The challenge of cancer relapse

The converse of this trend is that once people recover and survive, particularly those who are younger with many years of life ahead, the chance of a cancer relapse increases. Claims data from Discovery Life shows an increasing trend of cancer relapse being the main reason for subsequent claims. Friedlander explains that traditionally, life insurers would treat cancer as a once-off occurrence. “The innovation around this at Discovery Life is our Cancer Relapse Benefit, which offers a further payment of up to 100% of your insured amount if your cancer reoccurs after it was in remission for at least one year and pays up to a maximum of 365% for a single cancer progression,” says Friedlander.

Cancer and young people

Friedlander commented that life insurers are increasingly seeing younger people claiming for cancer. “People often associate cancer with older people, but the data is showing us that young people are as vulnerable to cancer as older adults.” For young professionals, who are in the career-building phase of their working life, the impact of a cancer diagnosis on their ability to work and perform can be tough. “Younger people should consider the impact of a cancer diagnosis on their daily lives. They often need significant time off work while they undergo treatment and recover. The ability to stop working for the duration of treatment, while having sufficient insurance and protection in place, is therefore an important consideration.”

Discovery Life’s research shows that a large portion of young people aged 21 to 30 who submit cancer-related claims are diagnosed with haematological or blood cancers, like leukaemia and lymphoma. “These illnesses require chemotherapy, follow-up care and intensive treatment, significantly affecting the person’s ability to continue working,” says Friedlander.

Although research and claims data show that people can be affected by cancer at any age, even when they are young, young people often delay purchasing life insurance until later in life. So are young people overly optimistic about their health and finances and is this why they are not getting cover? Discovery Life’s research says they are. “Early on in their career, on intern- and articles-level salaries, young people might be saddled with student loans or trying to manage expectations that they will help cover family expenses,” says Friedlander. “Seeking out insurance cover may not feature high on their list of priorities when it should. This is exactly why their biggest assets – their body and mind, and the ability to generate current and future income – need protection. Being overly optimistic about their health risks does young people a disservice. When you look at it, when you are young, life cover costs less than a month’s worth of cappuccinos – but its value for the duration of your life is priceless.”

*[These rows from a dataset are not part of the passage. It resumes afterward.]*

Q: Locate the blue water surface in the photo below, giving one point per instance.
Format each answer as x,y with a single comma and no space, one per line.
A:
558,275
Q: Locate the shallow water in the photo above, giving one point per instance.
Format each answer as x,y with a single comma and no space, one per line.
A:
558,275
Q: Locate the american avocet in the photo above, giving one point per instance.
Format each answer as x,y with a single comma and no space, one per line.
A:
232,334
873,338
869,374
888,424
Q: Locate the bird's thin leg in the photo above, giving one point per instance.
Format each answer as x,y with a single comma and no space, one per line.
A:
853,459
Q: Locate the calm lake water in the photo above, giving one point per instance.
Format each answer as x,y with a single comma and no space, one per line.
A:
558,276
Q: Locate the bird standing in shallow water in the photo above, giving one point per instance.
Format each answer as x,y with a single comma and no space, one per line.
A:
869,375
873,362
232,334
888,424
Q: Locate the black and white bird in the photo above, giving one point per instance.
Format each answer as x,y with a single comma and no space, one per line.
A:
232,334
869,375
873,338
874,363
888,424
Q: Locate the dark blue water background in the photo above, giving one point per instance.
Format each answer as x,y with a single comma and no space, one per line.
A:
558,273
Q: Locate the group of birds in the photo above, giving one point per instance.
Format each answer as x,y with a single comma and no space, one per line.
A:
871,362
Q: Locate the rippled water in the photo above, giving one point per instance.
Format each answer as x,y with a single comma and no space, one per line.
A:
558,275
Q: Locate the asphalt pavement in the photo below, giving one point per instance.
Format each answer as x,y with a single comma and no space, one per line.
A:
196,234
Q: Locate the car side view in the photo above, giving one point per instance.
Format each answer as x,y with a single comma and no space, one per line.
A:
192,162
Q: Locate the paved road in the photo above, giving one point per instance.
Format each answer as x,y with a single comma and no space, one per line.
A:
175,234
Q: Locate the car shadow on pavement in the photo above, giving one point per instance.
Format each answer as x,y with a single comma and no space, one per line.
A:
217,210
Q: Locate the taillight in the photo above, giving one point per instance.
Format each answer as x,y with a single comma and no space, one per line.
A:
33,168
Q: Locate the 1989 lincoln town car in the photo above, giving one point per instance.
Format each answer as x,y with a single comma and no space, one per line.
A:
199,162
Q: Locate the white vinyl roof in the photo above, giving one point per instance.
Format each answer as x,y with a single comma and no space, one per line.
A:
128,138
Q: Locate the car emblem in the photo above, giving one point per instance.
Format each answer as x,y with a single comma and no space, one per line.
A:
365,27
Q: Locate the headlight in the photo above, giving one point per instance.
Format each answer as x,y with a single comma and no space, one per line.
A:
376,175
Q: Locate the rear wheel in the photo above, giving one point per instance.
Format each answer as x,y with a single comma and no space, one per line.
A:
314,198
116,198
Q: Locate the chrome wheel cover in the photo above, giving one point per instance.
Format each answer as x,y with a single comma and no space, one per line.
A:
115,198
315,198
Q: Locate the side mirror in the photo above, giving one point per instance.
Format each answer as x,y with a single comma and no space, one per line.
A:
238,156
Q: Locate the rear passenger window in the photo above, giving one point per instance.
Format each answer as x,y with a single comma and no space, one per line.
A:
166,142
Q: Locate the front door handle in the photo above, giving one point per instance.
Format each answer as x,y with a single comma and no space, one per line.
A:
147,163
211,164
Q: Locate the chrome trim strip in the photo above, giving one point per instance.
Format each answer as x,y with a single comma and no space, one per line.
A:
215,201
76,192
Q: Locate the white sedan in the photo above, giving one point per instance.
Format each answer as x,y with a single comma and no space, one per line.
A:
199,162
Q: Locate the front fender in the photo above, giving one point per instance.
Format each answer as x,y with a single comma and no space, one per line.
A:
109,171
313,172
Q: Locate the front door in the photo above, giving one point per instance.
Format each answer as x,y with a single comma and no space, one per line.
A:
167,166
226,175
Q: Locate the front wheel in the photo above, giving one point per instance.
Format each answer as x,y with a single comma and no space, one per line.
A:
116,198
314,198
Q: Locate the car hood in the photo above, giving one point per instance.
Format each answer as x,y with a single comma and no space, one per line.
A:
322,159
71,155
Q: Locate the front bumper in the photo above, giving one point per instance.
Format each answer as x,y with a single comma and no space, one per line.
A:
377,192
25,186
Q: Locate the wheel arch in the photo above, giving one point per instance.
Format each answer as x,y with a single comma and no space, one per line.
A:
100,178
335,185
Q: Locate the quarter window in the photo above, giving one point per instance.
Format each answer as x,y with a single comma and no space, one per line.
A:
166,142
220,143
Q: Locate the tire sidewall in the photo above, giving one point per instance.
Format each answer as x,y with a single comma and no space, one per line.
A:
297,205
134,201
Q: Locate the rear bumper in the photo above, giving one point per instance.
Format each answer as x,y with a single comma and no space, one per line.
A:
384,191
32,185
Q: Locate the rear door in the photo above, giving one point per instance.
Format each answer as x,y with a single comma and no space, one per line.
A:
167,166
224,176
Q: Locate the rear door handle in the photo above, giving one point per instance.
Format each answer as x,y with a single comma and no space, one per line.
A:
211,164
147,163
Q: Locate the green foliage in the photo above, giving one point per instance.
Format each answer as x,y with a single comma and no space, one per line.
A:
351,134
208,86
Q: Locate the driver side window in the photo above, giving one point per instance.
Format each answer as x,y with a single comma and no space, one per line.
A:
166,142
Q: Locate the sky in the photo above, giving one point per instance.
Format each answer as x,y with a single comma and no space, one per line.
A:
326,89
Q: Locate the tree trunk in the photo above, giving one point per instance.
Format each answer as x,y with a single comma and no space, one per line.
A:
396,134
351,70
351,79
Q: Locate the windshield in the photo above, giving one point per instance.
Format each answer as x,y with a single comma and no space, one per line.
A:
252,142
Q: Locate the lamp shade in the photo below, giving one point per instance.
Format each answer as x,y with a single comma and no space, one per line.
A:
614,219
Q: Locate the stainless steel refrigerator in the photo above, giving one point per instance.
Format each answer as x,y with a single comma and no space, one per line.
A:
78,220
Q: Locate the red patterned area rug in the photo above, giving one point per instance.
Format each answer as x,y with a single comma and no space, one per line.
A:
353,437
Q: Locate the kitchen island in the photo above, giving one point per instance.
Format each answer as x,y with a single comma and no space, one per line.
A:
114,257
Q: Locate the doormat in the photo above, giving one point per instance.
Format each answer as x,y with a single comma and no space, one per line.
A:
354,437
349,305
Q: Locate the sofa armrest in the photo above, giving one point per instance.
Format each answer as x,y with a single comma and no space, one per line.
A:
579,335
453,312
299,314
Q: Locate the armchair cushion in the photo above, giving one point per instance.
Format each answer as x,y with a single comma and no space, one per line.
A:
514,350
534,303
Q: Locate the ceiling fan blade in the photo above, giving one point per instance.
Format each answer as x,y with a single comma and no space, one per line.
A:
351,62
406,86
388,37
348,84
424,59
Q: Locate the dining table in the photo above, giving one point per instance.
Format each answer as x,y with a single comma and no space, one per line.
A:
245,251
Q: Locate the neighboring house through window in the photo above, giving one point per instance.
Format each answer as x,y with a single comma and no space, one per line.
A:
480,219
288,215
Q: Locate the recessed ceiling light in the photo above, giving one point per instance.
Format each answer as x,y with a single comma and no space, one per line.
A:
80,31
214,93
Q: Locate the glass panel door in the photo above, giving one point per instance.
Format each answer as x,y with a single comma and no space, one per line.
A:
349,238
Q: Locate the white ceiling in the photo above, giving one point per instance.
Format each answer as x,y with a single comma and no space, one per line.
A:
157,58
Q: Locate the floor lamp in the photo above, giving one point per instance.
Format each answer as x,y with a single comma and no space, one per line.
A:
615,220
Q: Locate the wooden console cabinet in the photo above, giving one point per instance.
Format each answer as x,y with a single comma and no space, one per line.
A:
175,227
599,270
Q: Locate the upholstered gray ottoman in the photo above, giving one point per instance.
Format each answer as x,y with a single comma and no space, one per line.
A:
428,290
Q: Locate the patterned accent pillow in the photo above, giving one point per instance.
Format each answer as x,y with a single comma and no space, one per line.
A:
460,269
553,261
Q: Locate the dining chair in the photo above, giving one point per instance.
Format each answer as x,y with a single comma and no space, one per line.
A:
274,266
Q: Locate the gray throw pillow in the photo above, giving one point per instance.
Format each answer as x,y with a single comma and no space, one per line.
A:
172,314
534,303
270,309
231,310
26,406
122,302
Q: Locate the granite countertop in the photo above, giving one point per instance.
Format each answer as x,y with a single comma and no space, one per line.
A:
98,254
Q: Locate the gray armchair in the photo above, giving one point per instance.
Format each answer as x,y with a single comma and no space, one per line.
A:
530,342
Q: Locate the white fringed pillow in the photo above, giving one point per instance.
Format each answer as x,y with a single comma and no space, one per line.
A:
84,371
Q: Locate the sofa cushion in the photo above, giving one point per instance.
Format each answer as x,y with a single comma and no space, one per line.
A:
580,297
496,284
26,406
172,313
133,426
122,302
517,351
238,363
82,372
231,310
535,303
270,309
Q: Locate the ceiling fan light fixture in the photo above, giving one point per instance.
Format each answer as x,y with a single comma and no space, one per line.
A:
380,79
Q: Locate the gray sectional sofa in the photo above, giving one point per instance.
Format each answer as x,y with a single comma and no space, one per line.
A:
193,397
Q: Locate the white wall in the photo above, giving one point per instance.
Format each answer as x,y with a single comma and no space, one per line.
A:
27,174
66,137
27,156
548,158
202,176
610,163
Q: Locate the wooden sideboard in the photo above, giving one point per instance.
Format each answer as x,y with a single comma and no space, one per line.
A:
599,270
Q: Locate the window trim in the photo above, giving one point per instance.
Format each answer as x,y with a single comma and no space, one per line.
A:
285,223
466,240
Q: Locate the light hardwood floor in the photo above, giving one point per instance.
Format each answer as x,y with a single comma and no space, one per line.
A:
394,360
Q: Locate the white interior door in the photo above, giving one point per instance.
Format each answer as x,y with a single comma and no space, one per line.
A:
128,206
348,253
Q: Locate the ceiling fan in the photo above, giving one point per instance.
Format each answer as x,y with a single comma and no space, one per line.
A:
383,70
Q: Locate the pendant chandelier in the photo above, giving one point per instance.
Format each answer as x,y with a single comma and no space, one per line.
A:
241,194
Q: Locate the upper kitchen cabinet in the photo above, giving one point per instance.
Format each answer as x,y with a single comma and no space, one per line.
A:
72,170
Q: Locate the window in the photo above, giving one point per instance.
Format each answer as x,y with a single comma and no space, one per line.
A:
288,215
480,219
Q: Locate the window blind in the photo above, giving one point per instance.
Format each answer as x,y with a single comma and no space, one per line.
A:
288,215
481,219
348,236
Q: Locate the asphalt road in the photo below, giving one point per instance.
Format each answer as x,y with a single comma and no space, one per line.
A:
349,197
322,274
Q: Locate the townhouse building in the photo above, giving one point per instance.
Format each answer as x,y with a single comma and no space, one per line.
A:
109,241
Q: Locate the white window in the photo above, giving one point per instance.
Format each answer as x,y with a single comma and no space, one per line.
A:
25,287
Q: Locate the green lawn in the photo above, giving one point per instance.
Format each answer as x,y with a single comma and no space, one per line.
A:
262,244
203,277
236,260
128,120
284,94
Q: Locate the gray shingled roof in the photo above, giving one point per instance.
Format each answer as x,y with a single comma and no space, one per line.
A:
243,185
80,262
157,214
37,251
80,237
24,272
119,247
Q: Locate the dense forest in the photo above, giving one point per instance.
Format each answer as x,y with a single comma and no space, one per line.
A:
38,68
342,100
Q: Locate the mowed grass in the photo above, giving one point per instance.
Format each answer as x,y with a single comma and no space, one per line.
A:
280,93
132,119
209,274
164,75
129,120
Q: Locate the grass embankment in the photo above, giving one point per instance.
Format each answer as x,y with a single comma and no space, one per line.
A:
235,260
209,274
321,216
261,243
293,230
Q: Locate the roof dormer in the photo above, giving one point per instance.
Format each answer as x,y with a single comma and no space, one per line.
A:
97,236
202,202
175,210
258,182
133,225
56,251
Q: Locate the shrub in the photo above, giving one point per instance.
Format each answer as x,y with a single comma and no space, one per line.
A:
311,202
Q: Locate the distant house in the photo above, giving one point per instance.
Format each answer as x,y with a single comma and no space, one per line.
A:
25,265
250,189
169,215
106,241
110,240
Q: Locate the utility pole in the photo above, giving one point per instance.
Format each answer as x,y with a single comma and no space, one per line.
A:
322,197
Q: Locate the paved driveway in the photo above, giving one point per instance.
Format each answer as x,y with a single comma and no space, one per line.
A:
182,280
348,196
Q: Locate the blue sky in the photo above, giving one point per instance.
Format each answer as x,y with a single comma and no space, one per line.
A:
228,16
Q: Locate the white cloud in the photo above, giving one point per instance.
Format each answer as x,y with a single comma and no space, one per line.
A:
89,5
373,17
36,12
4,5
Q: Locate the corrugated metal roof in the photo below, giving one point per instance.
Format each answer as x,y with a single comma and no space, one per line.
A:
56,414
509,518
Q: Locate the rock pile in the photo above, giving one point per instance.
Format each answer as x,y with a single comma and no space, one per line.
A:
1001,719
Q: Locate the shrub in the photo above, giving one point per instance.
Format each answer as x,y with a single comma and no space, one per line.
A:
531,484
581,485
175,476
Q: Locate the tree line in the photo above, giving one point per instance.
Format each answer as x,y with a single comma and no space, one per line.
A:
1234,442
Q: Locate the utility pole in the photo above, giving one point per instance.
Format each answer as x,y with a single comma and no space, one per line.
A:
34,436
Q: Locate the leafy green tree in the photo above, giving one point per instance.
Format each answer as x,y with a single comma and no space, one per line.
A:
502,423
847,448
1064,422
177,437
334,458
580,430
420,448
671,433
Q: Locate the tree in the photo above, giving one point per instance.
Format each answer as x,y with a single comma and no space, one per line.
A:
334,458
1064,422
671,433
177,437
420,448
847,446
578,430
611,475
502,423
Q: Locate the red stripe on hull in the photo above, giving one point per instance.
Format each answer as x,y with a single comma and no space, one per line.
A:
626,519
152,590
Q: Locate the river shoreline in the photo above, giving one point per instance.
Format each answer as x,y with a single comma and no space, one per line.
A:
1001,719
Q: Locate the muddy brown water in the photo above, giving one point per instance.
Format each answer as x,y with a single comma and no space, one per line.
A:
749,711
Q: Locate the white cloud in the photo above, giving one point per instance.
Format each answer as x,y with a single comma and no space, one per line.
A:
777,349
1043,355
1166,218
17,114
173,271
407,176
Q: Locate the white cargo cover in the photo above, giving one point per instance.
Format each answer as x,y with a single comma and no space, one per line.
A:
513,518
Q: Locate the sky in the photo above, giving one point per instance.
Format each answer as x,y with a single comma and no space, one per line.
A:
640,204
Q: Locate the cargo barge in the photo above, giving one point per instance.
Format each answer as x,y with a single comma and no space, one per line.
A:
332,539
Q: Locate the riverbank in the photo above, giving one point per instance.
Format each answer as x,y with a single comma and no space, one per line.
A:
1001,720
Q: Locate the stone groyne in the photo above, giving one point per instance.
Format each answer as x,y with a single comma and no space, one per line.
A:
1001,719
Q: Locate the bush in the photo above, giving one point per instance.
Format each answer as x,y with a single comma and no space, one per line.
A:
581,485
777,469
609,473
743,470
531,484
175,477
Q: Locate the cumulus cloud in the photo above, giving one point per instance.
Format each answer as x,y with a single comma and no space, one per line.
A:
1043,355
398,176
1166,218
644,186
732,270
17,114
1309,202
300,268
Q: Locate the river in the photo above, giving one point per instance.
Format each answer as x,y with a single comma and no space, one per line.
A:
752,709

“Yet, insurance is still a grudge purchase for many. And, we know millennials are quick to insure a cellphone or iPad, but not their lives or ability to work,” adds Friedlander.

There is a solution that can swing this mindset.

“Younger people tend to think life insurance is all about cover for when you die. It’s actually about having cover while you’re alive and when you need it most: for severe illness, like cancer, income protection and disability cover,” says Friedlander. “We design our cover to offer rewards for good habits – like healthy living – so that clients get something back at the end of a particular period. We are changing a grudge purchase into something that is rewarding and engaging. Both in South Africa and globally, Discovery’s Shared-value Insurance Model is ground-breaking in its ability to create positive behaviour change that lowers risk and allows us to pass back the resultant financial benefits to clients.”


The Discovery Health Medical Scheme is an independent non-profit entity governed by the Medical Schemes Act, and regulated by the Council for Medical Schemes. It is administered by a separate company, Discovery Health (Pty) Ltd, an authorised financial services provider.